Nécessité d’accompagnement
Mathieu Deslandes recommande à toute personne qui souhaite démarrer dans l’élevage de volaille d’aller chercher l’appui de ces entreprises du milieu. « Ils ont des techniciens qui travaillent à longueur de semaine là-dedans », dit-il. Selon lui, c’est le point majeur à considérer.
C’est aussi la première recommandation de Sébastien Charest à toute personne souhaitant se lancer en élevage de volaille. « Les gens ont des documents à compléter et ça doit être basé sur des plans d’affaires solides », dit-il. Tout doit être évalué : rénovations, achat d’équipements, démarrages. L’évaluation de la production doit être réaliste. Son rôle, dit-il, « c’est de respecter ses objectifs, de respecter sa vision et d’identifier avec lui la voie à suivre pour s’implanter, mais réussir en aviculture. » Il n’est pas le seul au Québec à offrir un tel accompagnement, que ce soit au niveau des couvoiriers, des meuneries, des ingénieurs ou encore les équipementiers.

Il salue l’effort de Mathieu pour économiser en rénovant un bâtiment existant et le temps donné pour réaliser leur projet, ce qui a permis au couple de respecter leurs objectifs et prévisions budgétaires.
Sébastien Charest recommande aussi de s’informer sur les mécanismes des Éleveurs de volaille qui facilitent la mise en production, notamment par la location de quotas.

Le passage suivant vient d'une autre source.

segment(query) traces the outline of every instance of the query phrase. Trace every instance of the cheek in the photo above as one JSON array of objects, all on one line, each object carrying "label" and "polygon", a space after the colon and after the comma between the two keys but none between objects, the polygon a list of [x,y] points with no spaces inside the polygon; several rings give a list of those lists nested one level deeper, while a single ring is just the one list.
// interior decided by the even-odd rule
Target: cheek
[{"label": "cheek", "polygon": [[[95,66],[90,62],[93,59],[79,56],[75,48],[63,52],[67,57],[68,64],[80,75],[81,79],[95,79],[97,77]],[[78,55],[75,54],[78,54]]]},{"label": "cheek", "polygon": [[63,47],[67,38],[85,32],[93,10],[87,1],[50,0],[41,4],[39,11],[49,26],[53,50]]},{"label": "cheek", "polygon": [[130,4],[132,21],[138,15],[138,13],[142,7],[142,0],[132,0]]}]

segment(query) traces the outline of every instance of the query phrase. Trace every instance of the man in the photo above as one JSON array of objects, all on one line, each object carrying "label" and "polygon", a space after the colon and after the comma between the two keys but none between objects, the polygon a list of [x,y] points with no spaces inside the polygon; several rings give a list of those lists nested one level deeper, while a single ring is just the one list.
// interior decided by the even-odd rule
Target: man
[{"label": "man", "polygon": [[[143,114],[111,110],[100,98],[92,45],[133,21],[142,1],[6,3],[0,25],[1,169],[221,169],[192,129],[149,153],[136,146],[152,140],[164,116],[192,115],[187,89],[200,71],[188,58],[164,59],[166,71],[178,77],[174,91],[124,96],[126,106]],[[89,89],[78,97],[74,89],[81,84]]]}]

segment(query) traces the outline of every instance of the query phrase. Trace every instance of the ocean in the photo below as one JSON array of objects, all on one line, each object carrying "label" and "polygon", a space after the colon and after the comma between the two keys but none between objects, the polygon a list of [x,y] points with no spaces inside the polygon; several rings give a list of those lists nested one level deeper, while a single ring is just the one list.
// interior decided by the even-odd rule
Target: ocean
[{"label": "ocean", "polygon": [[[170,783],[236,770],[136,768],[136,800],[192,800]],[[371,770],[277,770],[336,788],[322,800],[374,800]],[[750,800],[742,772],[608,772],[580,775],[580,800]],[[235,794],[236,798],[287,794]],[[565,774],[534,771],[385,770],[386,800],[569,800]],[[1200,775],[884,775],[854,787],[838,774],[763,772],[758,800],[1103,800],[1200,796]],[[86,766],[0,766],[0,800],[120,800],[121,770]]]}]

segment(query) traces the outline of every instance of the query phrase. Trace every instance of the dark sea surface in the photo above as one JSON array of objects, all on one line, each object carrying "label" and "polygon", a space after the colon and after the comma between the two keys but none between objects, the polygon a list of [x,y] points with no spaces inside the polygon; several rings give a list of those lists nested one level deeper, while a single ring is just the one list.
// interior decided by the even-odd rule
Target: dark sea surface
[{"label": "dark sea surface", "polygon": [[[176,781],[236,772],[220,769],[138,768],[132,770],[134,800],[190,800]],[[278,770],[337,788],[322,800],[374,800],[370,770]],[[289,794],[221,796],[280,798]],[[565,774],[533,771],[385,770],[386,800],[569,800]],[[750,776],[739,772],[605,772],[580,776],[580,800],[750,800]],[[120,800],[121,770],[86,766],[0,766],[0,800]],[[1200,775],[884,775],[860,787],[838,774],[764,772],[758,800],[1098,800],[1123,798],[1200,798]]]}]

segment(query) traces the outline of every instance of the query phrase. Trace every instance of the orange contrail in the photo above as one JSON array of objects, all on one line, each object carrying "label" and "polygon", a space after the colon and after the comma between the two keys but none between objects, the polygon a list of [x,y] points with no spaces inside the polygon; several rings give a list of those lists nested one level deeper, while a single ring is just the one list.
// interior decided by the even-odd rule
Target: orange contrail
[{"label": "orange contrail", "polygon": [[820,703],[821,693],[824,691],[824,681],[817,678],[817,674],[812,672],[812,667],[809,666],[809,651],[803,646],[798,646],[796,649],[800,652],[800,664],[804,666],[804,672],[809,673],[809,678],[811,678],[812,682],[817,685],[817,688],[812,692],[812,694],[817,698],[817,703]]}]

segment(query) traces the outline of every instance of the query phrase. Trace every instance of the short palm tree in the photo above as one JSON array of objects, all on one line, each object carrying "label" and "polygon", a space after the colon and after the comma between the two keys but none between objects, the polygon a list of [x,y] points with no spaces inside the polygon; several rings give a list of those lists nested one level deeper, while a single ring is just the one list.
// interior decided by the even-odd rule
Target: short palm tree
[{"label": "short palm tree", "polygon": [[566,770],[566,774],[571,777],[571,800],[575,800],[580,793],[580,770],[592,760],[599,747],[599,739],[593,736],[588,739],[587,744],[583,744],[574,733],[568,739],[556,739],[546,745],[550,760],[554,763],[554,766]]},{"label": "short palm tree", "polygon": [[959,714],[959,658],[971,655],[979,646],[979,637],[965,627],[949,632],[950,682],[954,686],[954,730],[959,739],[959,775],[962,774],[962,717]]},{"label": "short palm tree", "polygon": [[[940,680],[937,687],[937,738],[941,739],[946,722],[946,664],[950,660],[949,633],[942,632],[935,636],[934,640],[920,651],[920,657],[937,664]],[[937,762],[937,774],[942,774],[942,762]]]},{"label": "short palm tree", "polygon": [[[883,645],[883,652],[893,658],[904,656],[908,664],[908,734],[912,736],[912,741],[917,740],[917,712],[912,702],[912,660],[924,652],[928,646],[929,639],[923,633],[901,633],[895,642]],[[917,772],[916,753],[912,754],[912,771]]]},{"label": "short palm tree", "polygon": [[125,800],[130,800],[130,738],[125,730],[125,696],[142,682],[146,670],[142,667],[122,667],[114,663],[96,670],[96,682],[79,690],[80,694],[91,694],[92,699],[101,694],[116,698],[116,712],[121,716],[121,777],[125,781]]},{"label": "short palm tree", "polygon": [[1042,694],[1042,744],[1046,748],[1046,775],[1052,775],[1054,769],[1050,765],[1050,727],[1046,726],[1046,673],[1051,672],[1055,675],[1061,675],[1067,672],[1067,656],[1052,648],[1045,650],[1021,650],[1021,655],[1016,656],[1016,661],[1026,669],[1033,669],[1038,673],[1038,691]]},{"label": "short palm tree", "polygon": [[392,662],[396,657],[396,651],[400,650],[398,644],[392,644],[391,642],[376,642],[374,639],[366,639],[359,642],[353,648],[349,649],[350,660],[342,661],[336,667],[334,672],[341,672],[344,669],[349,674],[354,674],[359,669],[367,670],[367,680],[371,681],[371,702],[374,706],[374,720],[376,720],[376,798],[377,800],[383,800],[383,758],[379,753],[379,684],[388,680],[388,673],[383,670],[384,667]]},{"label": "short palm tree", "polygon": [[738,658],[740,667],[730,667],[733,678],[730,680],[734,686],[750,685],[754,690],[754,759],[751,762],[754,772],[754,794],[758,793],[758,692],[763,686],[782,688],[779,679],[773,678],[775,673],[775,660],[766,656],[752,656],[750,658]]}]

Un nouveau programme d’aide au démarrage vient d’être lancé par les Éleveurs de volaille dont les détails sont disponibles sur leur site Web. À 41 ans, Mathieu Deslandes ne peut plus y participer. De toute façon, en tant que propriétaire de quota, il ne pourrait plus présenter de projet. Lui et sa conjointe sont néanmoins très fiers de ce qu’ils ont accompli et d’avoir su relever le défi par eux-mêmes. Le projet leur apporte de la stabilité et de la diversité des sources de revenus.
*Cet article de Marie-Josée Parent est une version tirée et adaptée du magazine Le Bulletin des agriculteurs, édition novembre 2025.